The cardiovascular effects of elgodipine (IQB-875, CAS 119413-55-7), a new phenyldihydropyridine derivative, were studied and compared with those of other dihydropyridines. In isolated guinea-pig atria elgodipine, nifedipine and oxodipine decreased atrial rate and contractile force and in atrial and ventricular muscle fibres shortened the action potential duration (APD) at both 50% and 90% levels of repolarization, but had no effect on amplitude and Vmax of the upstroke or resting membrane potential.
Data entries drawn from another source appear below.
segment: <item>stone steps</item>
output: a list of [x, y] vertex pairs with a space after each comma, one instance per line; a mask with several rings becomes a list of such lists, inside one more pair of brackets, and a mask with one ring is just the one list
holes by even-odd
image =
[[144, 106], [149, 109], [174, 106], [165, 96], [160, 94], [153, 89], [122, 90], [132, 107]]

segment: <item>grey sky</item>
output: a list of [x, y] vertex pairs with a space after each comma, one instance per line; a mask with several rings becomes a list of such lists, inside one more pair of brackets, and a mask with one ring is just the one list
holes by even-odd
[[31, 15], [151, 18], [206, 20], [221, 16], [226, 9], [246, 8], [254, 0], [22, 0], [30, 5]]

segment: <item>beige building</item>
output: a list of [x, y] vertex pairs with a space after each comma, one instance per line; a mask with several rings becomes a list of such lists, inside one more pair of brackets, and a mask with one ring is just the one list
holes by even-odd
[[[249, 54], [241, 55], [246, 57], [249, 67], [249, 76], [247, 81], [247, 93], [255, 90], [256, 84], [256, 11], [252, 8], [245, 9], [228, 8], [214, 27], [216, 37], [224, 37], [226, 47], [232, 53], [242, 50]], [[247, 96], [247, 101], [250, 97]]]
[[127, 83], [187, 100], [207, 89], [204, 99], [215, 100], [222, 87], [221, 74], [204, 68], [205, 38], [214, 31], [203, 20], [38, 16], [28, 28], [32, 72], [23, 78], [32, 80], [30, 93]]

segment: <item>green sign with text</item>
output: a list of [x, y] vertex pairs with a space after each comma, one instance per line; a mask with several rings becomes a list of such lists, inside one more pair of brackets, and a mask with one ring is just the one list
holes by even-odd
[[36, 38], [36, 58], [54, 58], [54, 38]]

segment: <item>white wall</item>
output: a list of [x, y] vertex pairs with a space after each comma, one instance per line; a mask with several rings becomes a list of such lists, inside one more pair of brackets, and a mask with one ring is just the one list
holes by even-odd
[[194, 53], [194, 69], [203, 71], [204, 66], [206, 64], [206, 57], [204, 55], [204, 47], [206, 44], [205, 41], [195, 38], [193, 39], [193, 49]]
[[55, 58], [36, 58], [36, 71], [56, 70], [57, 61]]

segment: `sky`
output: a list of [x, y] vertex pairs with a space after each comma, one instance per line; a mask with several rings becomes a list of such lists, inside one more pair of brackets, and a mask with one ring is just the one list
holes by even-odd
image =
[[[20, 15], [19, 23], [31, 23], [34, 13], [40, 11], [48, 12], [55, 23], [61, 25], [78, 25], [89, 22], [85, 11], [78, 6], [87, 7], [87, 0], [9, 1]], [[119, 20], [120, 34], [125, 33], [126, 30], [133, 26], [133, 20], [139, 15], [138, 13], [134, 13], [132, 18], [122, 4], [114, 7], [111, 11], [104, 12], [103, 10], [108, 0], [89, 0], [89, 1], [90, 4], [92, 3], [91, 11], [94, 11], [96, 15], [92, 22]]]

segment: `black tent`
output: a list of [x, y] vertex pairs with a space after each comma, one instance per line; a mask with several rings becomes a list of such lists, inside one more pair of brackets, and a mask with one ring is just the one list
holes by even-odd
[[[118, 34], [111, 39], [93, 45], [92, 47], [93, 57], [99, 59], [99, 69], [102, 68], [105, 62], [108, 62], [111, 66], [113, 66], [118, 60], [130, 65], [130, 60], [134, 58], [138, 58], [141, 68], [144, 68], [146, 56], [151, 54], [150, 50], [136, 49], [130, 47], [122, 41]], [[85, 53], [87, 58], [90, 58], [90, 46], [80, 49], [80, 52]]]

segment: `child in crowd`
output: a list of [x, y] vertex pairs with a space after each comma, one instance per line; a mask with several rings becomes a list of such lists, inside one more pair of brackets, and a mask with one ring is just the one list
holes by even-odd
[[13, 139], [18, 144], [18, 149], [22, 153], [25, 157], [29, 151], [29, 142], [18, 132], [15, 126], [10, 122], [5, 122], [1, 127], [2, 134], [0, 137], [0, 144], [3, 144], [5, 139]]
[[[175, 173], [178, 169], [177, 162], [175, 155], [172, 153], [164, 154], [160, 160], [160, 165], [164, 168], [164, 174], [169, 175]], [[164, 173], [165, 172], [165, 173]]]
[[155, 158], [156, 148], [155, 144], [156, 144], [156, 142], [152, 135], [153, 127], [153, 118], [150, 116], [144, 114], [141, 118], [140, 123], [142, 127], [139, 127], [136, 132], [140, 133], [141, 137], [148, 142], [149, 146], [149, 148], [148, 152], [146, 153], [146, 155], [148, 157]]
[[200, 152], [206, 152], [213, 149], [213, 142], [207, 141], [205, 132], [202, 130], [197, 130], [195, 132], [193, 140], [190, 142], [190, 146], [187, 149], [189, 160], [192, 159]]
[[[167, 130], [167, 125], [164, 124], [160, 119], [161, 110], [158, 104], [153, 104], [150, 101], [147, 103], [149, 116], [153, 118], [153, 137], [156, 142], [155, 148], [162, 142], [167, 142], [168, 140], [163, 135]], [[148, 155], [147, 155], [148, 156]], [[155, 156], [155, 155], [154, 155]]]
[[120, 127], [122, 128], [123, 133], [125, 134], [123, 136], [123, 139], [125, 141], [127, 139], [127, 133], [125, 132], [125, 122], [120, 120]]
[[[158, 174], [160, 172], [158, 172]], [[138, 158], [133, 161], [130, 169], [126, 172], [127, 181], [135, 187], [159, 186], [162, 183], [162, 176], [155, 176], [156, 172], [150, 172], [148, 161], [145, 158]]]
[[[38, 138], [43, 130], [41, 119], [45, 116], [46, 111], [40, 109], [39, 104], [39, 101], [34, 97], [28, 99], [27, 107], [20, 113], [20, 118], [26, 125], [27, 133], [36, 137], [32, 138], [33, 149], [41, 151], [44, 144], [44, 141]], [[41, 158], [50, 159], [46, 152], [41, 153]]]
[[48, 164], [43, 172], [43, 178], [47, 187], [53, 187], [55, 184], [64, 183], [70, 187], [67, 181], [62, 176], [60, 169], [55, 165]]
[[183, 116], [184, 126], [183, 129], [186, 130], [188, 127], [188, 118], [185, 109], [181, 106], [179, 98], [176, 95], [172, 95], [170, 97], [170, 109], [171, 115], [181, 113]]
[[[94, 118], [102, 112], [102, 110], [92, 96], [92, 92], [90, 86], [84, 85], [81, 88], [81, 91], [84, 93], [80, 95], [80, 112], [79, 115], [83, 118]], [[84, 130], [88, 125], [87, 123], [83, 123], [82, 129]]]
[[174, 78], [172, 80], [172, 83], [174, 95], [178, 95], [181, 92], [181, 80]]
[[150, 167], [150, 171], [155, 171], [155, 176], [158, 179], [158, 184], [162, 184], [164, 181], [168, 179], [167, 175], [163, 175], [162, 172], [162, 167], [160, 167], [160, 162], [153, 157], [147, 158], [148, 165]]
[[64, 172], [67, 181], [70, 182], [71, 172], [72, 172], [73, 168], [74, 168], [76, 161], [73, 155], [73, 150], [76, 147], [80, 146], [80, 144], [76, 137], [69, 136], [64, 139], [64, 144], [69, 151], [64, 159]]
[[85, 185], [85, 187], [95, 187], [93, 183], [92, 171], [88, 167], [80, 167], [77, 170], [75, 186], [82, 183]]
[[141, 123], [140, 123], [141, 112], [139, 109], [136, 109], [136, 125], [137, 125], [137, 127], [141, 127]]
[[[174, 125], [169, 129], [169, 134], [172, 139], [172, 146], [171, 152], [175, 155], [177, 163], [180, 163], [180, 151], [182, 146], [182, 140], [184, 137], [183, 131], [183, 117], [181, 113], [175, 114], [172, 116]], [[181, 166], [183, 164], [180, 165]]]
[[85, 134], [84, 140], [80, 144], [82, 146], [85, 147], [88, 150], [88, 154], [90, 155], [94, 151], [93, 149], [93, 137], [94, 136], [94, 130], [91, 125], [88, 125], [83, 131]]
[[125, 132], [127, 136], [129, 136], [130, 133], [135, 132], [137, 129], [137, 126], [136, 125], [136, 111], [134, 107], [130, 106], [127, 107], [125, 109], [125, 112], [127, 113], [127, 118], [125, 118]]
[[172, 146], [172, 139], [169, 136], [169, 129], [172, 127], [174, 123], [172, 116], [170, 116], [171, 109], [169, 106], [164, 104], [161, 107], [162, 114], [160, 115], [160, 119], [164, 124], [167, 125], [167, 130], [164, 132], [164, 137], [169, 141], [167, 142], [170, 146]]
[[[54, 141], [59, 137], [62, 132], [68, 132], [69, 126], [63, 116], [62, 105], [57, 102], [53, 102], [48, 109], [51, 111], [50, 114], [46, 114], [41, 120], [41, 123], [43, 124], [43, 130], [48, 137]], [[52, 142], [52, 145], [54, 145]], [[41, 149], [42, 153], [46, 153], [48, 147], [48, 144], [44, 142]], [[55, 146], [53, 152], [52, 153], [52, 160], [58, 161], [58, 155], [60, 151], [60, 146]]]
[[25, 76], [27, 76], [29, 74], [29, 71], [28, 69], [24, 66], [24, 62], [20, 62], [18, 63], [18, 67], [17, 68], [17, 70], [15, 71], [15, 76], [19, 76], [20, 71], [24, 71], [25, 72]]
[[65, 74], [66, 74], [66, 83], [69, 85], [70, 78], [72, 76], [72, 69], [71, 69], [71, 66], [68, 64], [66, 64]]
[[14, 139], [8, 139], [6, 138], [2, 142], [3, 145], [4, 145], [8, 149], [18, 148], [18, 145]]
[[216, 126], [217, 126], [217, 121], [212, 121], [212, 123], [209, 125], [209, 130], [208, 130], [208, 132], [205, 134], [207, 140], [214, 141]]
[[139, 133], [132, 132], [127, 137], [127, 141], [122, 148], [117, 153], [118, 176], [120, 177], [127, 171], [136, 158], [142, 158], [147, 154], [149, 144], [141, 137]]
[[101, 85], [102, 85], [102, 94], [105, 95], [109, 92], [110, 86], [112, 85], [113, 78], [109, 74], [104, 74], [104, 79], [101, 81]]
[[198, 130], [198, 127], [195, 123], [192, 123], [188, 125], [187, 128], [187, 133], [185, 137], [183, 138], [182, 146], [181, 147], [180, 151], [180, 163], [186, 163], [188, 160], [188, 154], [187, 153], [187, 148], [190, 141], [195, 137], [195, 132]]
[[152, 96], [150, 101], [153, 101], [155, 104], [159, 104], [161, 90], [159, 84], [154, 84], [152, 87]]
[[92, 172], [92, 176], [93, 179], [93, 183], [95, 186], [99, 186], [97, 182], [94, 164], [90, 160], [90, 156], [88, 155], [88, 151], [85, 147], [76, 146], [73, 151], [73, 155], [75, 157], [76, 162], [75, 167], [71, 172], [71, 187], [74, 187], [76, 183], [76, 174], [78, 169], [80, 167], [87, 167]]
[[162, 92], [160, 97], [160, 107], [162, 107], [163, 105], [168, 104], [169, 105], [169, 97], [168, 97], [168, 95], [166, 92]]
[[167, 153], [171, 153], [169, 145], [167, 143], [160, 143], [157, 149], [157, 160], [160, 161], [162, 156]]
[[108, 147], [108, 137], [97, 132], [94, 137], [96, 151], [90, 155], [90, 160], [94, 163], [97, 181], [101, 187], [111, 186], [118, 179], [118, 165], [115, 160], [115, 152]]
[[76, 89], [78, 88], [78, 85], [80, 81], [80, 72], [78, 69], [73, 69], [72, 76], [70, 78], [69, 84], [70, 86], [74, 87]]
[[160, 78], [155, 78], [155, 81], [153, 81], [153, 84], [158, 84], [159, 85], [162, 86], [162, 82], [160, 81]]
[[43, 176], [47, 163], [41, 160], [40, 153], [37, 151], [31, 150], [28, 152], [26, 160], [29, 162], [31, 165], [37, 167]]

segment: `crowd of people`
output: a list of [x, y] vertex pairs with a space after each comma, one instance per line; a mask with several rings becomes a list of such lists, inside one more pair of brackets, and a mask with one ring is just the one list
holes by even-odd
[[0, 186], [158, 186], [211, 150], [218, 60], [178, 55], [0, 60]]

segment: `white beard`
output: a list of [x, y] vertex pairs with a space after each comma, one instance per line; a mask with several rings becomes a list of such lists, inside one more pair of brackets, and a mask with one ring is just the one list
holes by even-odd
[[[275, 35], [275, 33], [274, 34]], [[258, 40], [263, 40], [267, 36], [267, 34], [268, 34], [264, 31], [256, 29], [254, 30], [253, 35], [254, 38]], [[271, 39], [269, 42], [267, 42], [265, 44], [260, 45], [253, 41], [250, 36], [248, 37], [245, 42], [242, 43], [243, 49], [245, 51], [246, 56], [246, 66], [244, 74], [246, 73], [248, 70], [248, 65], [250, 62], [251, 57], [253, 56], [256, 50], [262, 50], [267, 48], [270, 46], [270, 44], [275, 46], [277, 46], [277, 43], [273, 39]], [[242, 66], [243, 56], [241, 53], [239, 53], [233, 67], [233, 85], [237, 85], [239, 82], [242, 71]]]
They also inhibited the amplitude of the slow contractions and decreased the amplitude and Vmax and shortened the APD of the slow action potentials elicited isoprenaline (isoproterenol) in K-depolarized fibres. In isolated perfused guinea-pig hearts elgodipine, oxodipine, nimodipine, nisoldipine, nitrendipine and nifedipine increased coronary flow and slowed conduction time through the A-V node, but they had no effect on intraatrial and intraventricular conduction times. In anaesthetized dogs the most marked effect of elgodipine was an arterial vasodilator action resulting in a decrease in systemic vascular resistance which explained the decrease in systemic blood pressure and improved left ventricular systolic performance (cardiac output and stroke volume) due to reduction of afterload. As a consequence elgodipine also decreased the pressure-rate product. It is concluded that elgodipine exerted cardiovascular effects qualitatively similar to those previously described with other Ca antagonists of the same class.